Srikandi Mencari Pendekar Antikorupsi

| dilihat 1752

AKARPADINEWS.COM | SEMBILAN perempuan ditunjuk oleh Presiden Joko Widodo (Jokowi) menjadi Panitia Seleksi (Pansel) calon pimpinan Komisi Pemberantasan Korupsi (KPK). Mereka diharapkan dapat menemukan komisioner KPK yang memiliki kompetensi, berintegritas, dan berani dalam memimpin institusi antirasuah, setelah komisioner sebelumnya mengakhiri masa jabatan tahun 2015 ini.

Sembilan "Srikandi" itu antara lain: Destri Damayanti (ahli ekonomi keuangan dan moneter), Enny Nurbaningsih (pakar hukum tata negara), Harkristuti Harkrisnowo (pakar pidana hukum dan HAM), Betty Alisjahbana (ahli TI dan manajemen), Yenti Garnasih (ahli hukum pidana, ekonomi, dan pencucian  uang), Supra Wimbarti (Psikologi SDM dan pendidikan), Natalia Subagyo (ahli tata kelola pemerintahan dan reformasi birokrasi), Diani Sadiawati (ahli hukum dan perundang-undangan), dan Meuthia Ganie Rochman (Sosiolog).

Sembilan perempuan itu ditugaskan Presiden menjadi Pansel KPK berdasarkan keahlian dan kompetensi.
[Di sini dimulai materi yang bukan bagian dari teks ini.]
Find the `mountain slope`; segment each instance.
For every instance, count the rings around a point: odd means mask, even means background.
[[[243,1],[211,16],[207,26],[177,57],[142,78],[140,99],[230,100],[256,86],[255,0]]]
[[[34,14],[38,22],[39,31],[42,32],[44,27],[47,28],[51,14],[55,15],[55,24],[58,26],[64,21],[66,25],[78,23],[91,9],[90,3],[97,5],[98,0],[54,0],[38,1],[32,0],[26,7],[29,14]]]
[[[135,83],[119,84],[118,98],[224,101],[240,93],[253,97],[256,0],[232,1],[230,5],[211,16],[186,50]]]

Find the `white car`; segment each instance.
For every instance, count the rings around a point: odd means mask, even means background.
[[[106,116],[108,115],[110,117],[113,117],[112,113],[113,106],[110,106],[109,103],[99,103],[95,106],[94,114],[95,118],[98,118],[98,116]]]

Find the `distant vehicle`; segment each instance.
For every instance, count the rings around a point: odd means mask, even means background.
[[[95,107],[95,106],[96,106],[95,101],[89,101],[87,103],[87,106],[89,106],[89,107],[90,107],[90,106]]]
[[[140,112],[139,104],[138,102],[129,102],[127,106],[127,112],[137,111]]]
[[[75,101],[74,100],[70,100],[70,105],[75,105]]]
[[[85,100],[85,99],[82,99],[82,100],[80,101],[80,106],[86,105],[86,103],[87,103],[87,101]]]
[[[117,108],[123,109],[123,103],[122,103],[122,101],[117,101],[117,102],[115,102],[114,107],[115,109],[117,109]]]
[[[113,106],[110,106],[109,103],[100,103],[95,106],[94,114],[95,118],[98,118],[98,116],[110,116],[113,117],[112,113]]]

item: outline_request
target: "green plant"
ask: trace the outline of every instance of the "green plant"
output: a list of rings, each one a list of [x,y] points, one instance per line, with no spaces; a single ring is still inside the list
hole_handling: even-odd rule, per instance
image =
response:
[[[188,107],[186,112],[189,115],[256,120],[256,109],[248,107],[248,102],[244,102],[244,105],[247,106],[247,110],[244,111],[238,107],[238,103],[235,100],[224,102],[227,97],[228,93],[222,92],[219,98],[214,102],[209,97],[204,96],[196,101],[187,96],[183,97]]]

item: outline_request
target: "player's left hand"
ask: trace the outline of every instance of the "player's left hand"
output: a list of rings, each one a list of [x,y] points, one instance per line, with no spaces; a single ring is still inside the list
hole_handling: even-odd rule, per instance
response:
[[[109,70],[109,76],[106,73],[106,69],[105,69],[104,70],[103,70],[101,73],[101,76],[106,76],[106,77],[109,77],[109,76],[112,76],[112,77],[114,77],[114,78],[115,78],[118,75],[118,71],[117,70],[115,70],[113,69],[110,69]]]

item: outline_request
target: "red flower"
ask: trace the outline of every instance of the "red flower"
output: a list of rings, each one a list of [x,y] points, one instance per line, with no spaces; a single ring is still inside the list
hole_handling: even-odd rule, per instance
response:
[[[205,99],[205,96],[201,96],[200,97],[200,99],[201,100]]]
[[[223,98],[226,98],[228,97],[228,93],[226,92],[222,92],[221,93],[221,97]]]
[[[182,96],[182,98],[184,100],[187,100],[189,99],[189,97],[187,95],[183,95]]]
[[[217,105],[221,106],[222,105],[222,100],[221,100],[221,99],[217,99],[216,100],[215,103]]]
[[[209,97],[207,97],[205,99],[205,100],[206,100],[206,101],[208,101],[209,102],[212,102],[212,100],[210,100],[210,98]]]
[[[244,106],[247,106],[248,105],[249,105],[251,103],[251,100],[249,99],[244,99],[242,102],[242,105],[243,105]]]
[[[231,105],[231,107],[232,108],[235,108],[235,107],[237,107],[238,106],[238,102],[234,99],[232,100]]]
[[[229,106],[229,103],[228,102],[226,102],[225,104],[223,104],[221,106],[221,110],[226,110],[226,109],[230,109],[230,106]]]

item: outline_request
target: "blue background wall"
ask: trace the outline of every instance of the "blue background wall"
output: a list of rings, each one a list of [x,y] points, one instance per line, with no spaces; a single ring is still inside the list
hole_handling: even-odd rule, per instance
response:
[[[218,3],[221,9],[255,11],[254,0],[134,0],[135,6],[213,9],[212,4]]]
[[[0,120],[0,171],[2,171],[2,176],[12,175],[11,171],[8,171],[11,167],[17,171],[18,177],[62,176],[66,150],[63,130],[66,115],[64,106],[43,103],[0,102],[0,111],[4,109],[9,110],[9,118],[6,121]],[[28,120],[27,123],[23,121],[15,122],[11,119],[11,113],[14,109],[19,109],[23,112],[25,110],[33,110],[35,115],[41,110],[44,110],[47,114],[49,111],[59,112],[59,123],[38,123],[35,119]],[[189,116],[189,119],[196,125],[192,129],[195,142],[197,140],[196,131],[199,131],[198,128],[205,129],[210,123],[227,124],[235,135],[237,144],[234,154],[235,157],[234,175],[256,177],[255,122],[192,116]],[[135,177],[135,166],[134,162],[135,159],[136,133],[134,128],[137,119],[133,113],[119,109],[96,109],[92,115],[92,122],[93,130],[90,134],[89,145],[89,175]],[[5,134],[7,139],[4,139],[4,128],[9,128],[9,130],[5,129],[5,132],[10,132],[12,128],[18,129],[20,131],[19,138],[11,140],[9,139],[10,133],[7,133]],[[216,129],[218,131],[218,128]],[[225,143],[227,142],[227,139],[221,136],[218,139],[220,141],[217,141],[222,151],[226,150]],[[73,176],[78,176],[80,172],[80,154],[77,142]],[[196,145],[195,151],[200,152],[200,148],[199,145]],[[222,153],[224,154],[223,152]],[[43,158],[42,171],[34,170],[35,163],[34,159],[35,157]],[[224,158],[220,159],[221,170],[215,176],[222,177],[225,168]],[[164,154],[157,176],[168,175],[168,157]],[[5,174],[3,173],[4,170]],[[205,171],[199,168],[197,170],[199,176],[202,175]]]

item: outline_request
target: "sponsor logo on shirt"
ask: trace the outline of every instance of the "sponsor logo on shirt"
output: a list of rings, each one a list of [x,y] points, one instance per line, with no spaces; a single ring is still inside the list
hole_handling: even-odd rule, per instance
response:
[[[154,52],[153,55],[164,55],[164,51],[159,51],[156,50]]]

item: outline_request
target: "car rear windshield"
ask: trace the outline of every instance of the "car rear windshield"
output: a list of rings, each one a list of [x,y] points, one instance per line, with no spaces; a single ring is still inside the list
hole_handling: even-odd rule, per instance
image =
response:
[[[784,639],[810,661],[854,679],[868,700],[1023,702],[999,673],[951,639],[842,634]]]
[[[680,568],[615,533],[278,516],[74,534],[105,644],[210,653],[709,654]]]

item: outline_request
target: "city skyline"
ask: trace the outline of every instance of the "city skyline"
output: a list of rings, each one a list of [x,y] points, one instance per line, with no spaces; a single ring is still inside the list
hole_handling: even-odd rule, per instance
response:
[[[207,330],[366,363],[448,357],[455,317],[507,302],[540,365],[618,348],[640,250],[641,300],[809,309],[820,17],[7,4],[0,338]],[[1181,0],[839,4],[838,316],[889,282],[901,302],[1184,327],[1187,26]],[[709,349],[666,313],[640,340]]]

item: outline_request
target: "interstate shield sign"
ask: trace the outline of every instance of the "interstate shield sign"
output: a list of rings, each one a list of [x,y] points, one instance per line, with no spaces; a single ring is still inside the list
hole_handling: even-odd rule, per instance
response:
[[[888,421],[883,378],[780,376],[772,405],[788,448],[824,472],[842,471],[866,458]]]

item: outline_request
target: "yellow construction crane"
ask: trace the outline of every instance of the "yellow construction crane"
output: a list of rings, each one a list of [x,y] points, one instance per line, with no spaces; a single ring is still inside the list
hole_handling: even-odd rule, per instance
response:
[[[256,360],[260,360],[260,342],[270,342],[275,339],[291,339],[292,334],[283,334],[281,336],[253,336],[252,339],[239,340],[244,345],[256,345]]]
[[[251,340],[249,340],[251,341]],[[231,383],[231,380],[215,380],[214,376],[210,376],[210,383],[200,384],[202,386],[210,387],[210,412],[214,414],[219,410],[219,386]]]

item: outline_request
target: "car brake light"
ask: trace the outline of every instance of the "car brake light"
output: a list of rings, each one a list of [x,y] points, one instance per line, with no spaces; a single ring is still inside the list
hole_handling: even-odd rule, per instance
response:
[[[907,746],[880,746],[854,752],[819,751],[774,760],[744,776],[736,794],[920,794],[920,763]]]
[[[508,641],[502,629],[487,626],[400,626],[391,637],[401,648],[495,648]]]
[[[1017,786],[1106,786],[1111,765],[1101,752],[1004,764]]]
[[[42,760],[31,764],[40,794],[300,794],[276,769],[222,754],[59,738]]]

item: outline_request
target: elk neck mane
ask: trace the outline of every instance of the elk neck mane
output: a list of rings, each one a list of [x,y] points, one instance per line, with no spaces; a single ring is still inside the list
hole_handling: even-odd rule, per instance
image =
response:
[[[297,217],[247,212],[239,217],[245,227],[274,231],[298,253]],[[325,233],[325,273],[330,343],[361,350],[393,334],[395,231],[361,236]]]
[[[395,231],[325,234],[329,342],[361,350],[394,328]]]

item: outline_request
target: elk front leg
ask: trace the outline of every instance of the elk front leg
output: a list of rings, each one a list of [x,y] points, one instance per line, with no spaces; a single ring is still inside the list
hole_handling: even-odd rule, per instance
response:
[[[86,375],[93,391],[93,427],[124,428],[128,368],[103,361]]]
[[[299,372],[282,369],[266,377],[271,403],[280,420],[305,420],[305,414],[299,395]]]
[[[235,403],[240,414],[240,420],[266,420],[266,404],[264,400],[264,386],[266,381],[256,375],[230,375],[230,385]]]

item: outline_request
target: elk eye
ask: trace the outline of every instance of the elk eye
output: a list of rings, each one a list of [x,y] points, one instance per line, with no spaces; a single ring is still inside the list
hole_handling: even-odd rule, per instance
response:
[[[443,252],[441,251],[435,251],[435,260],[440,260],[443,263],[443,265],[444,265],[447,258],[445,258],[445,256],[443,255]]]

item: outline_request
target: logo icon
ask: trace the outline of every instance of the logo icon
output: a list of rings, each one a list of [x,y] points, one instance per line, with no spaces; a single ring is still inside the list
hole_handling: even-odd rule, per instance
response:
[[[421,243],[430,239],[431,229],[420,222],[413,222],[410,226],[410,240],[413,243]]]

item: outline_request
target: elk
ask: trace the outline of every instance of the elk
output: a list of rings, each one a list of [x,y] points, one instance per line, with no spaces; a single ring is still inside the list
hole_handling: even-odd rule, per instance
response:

Dengan latar belakang pendidikan dan pengalaman yang dimiliki, mereka diharapkan menemukan komisioner yang mampu menjadikan KPK sebagai lembaga negara yang perannya menjaga kewibawaan lembaga negara lainnya, dengan mendorong terwujudnya pemerintahan yang bersih.

Dalam keterangan pers di Pangkalan Udara Halim Perdanakusuma Jakarta, Kamis (21/5) sebelum bertolak menuju Jawa Timur, Presiden Jokowi juga mengharap KPK, termasuk Polri, dan Kejaksaan, menjadi lembaga negara yang bersih dan kuat serta dipercaya masyarakat dalam memberantas korupsi.

Wakil Ketua DPR Taufik Kurniawan mengapresiasi penunjukan sembilan perempuan itu. Namun, dia menegaskan, apresiasi tidak sekadar dari aspek gender, tetapi juga aspek profesionalitas. Politisi Partai Amanat Nasional (PAN) itu mengharap, Pansel KPK dapat menyeleksi secara obyektif dan menghasilkan komisioner yang independen dan tidak memiliki orientasi politik.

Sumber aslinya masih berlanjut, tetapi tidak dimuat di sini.